Hehe yeah, we get this question a lot.
Bottom line it comes down to tax treatment. That is the biggest factor - in a TFSA where there is little tax implication, then its not as important. BIPC was created specifically for US retail and fund managers to better invest in the company as there are restrictions for them around funds. By introducing the corporation, now US investors can more easily access the stock. That is why it was done in the first place. For Canadians however, its not as important, especially when holding in a registered account.
WHen BIPC was first introduced, it traded at a pretty significant premium to BIP.UN. When anyone asked, I said that while a premium may be deserved due to favourable tax treatment but it got as high as 30% - it was way overdone. If they are expected to be economically equivalent why would a Canadian pay a 30% premium for one over the other? I always said, I'd buy BIP.UN vs BIPC in that instance in a heartbeat (or BEP.UN vs BEPC which was the same scenario). Because of the big gap, BIP.UN had a higher yield and if held in a registered account, I felt that paying 30% premium for BIPC just wasn't warranted.

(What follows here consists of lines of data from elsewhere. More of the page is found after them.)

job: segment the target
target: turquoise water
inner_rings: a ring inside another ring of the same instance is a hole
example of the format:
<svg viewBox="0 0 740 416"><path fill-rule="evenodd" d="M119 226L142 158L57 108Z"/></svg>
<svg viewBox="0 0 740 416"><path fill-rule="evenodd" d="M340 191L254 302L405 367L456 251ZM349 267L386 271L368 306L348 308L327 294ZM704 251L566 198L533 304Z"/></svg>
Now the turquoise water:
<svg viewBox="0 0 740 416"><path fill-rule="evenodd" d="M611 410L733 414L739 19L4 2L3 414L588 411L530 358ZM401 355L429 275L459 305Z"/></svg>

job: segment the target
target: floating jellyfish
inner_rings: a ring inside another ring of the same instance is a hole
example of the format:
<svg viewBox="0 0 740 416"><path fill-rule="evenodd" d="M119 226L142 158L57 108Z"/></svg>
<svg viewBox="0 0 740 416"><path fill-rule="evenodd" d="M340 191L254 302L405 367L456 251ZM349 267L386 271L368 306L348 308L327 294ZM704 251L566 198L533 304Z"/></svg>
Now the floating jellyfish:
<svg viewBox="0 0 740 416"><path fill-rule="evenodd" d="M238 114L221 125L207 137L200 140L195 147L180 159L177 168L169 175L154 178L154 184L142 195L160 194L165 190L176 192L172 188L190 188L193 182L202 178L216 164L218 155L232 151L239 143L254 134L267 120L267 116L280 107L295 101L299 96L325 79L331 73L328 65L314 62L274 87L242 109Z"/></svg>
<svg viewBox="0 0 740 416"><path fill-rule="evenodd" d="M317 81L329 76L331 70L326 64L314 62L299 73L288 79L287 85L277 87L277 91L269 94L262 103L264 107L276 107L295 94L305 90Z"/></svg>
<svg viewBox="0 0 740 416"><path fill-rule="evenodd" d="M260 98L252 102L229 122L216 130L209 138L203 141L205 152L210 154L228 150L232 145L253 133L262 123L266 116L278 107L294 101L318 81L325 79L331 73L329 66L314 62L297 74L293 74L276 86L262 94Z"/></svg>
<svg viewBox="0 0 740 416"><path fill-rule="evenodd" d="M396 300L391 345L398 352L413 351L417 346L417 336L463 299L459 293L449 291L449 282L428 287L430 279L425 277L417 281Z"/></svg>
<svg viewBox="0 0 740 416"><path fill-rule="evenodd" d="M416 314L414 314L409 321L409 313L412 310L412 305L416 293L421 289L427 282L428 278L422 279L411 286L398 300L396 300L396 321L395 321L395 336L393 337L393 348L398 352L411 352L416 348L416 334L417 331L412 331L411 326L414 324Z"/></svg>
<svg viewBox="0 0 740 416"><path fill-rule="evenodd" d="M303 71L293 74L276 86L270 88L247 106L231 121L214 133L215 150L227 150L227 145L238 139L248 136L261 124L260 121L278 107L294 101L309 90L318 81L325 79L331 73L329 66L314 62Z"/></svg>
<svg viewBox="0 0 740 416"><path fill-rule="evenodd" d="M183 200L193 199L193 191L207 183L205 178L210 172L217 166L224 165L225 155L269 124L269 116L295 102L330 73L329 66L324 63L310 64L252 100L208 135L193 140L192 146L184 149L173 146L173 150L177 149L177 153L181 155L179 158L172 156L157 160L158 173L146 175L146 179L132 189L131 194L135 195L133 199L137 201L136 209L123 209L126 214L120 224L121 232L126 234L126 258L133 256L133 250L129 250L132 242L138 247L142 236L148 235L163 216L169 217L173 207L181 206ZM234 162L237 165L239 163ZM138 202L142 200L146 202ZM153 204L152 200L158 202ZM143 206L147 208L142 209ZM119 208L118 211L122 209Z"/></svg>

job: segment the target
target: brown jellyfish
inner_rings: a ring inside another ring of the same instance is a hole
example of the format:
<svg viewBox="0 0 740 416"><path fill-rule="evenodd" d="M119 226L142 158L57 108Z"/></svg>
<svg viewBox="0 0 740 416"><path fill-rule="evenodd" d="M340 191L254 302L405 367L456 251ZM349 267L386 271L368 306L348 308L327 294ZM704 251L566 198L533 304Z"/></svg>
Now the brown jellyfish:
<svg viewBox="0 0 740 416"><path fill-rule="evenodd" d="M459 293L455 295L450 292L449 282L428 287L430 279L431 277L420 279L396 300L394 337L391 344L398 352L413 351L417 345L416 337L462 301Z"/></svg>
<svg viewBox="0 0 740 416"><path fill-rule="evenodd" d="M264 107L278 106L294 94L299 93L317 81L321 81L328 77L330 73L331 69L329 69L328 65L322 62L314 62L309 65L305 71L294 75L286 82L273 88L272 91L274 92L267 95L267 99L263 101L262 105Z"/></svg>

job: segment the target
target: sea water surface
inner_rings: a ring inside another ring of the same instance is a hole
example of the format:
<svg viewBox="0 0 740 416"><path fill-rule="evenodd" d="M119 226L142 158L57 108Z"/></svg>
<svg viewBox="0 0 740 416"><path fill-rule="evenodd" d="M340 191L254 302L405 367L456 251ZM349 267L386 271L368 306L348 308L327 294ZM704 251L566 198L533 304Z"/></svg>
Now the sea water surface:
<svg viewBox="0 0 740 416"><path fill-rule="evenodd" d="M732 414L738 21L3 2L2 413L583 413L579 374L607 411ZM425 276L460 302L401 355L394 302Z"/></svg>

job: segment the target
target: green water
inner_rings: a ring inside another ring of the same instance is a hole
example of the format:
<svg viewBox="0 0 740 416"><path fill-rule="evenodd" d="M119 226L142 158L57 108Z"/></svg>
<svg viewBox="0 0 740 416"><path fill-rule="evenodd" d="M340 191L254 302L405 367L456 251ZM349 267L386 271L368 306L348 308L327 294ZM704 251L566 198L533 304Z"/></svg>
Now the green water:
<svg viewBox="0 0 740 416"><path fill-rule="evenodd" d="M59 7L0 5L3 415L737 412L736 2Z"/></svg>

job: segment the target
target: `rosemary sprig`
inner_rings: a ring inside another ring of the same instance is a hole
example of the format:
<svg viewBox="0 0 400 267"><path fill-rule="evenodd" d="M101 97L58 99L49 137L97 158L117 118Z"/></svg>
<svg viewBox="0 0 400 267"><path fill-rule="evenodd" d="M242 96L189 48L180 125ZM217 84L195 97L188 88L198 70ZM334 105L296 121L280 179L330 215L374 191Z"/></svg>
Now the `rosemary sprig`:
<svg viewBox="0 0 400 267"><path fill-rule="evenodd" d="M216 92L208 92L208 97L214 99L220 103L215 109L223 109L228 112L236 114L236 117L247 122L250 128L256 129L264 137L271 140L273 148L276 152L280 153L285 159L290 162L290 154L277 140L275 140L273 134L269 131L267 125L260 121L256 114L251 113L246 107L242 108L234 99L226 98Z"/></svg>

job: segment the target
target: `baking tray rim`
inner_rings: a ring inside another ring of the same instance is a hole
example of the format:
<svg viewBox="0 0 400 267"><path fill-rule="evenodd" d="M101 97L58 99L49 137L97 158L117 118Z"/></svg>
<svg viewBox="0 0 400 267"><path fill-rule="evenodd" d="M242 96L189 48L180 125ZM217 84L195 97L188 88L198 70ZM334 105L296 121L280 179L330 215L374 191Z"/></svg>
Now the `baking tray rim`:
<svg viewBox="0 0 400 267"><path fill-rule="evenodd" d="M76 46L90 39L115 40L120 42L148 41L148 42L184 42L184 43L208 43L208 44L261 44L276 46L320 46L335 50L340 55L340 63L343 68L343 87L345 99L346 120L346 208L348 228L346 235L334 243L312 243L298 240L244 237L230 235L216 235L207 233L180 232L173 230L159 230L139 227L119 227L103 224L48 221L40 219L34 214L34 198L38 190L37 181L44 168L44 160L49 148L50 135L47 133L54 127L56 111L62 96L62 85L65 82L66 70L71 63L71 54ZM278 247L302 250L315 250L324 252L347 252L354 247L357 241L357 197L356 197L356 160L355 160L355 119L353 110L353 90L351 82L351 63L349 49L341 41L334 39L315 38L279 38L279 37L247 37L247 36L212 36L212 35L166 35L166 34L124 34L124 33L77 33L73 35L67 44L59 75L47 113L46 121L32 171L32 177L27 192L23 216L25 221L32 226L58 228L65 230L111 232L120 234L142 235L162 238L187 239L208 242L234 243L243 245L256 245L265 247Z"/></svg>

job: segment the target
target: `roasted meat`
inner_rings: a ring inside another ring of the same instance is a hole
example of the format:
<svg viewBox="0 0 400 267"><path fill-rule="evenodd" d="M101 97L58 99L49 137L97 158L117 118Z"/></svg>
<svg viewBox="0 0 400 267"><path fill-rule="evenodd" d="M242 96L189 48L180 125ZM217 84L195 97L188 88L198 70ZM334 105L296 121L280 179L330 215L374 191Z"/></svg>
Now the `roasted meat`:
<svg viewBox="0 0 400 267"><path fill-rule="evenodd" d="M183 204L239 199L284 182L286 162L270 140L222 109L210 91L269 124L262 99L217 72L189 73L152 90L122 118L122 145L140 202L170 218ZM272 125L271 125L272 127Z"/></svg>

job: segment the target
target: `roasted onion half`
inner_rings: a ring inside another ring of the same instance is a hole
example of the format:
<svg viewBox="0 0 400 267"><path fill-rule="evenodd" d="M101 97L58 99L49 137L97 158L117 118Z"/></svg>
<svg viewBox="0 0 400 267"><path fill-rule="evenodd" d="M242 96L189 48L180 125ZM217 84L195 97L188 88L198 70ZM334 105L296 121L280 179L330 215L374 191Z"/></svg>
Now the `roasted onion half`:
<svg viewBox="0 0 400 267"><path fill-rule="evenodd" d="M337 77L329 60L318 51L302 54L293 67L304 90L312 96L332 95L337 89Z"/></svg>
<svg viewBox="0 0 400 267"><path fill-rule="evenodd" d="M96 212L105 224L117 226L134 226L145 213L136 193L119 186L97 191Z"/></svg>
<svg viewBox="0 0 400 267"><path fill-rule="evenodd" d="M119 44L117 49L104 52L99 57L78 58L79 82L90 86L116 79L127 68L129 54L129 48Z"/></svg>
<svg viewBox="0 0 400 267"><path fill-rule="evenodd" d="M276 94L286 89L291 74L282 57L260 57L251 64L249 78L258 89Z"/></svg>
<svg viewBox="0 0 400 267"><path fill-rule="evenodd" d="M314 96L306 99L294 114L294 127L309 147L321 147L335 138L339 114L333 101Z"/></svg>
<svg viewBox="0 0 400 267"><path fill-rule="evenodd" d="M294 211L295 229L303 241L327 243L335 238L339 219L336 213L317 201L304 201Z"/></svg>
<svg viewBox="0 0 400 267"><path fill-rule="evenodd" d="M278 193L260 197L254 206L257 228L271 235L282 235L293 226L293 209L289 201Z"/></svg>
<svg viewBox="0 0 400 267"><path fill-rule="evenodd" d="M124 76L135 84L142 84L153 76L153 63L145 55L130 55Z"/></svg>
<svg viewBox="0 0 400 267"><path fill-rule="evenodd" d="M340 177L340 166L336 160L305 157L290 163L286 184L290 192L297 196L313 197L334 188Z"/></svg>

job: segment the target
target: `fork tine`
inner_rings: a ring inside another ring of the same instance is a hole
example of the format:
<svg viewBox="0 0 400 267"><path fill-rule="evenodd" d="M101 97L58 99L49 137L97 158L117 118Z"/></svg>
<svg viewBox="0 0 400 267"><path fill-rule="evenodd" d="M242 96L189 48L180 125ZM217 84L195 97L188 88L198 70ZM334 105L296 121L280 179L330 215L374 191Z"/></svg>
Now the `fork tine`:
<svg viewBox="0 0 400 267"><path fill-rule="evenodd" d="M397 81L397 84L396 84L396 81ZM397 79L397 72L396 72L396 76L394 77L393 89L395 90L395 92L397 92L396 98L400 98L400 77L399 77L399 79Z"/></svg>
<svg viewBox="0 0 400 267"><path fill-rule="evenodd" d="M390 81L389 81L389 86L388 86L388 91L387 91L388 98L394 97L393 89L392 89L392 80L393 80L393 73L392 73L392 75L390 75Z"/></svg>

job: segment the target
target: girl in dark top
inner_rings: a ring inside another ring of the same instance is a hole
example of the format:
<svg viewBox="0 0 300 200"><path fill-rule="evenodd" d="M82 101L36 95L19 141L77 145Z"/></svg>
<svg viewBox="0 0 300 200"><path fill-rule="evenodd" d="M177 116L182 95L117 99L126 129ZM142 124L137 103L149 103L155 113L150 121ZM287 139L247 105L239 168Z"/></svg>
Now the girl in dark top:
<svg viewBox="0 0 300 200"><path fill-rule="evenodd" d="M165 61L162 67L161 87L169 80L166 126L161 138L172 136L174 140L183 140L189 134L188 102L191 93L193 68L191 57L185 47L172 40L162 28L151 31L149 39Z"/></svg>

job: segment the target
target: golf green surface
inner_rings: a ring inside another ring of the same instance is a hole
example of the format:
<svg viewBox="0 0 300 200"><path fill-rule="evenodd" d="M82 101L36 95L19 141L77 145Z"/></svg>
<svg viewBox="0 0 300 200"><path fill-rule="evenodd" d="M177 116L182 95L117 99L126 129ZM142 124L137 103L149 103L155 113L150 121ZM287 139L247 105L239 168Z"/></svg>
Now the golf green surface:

Fast forward today and sure enough, BIP.UN has closed the gap considerably. In fact, YTD, BIP.UN is sitting on gains of 12% vs the 18% loss for BIPC. Since the split, the gap is now only 7.1% - which is much more reasonable. I'd now expect them to both track each other moving forward. However, it would not surprise me if the markets acted irrationally again and bid up BIPC - time will tell.
Circling back to your question - there is not a clear answer. However, for simplicity sake if holding in a non-registered, than BIPC may be the better option since the dividend is an eligible dividend and not complicated whereas BIPC is a distribution and much like a REIT contains several forms of distributions (dividend, roc, interest, etc) which makes for more complicated tax reporting.